The Sydney Morning Herald (SMH) covered some news about an error that was caused by using an incorrect domain name in an email address. The error involved the Commonwealth Bank of Australia (CBA). Here’s what happened, according to SMH:
“The bank on Friday said it had conducted an information security investigation, after it emerged that last financial year staff had inadvertently sent 651 internal emails to email addresses with the domain name cba.com, rather than the bank’s actual domain name of cba.com.au.”
Incidentally, something very similar recently happened to a different bank in Australia when “customer information was sent in error to an nab.com address rather than an email address on the nab.com.au domain,” reported ZDNet in January of 2017.
A little less than a year ago, I wrote an article about how email is the domain name X factor. Many companies still don’t think domain names are super important. They may feel their money is better spent on branding or building products/services rather than buying an expensive exact match domain name. Companies that think this way may opt for a less expensive ccTLD or cutesy domain name like “GetX” or “UseX” instead of the exact match .com name. Clients, vendors, prospects, and apparently even internal marketing teams may be confused or forgetful and use the brand match .com domain name instead. If the email snafu involves private information or data being shared with unauthorized parties, that can be a big problem if the company doesn’t control that other domain name.
This is another example of why companies, especially those who retain private consumer data, should practically do whatever it takes to get the brand matching .com domain name for their business.
As you may recall, I wrote about the CBA.com domain name a couple of years ago.
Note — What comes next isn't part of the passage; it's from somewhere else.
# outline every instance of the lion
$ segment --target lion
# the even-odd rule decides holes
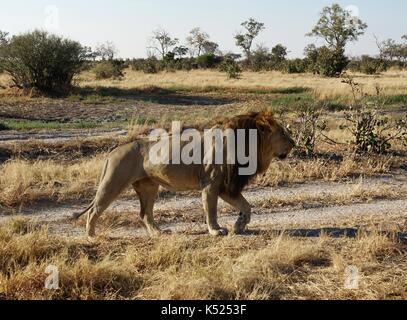
[[[203,208],[209,233],[225,236],[226,228],[218,224],[217,208],[219,198],[230,204],[238,212],[234,226],[236,234],[246,231],[251,220],[252,207],[242,195],[244,188],[257,175],[265,173],[274,158],[284,160],[294,147],[287,131],[276,121],[272,113],[255,112],[219,122],[214,128],[237,130],[257,130],[257,170],[254,174],[240,175],[235,164],[156,164],[150,159],[152,141],[138,139],[114,150],[103,168],[96,197],[83,212],[74,214],[78,219],[87,214],[86,231],[90,238],[95,237],[96,224],[103,212],[132,186],[140,204],[140,217],[150,235],[159,235],[161,230],[154,222],[154,204],[160,186],[164,189],[201,191]],[[247,147],[247,146],[246,146]]]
The SMH article also discussed the acquisition of the domain name, but I found one aspect of the article to be a bit confusing:
“The bank said that in 2016-17, cba.com was owned by a United States cyber security company, and before that, it was owed by a US financial services company called Cheslock Bakker & Associates.”
A Screenshots.com entry from May of 2016 shows that the domain name was parked with PPC advertising links in 2016. Using the Whois History tool at DomainTools, I was able to see the CBA.com domain name was parked using Parking Crew name servers in 2016 (Parking Crew is a domain name parking / monetization company). Although the domain name was registered under privacy, I do not believe the registrant of the domain name was a cybersecurity firm as reported, but rather a domain investment company. I was able to confirm this with Mike Robertson, the person who acquired the domain name in the bankruptcy auction on behalf of his client.
I think the case of CBA.com illustrates how problematic it can be for a big firm to not own the exact match .com domain name. I have heard many people downplay concerns about confusing domain names because they believe customers and prospects will find their website via Google or social networking tools. They also need to understand the role of email and how a confusing domain name can be problematic.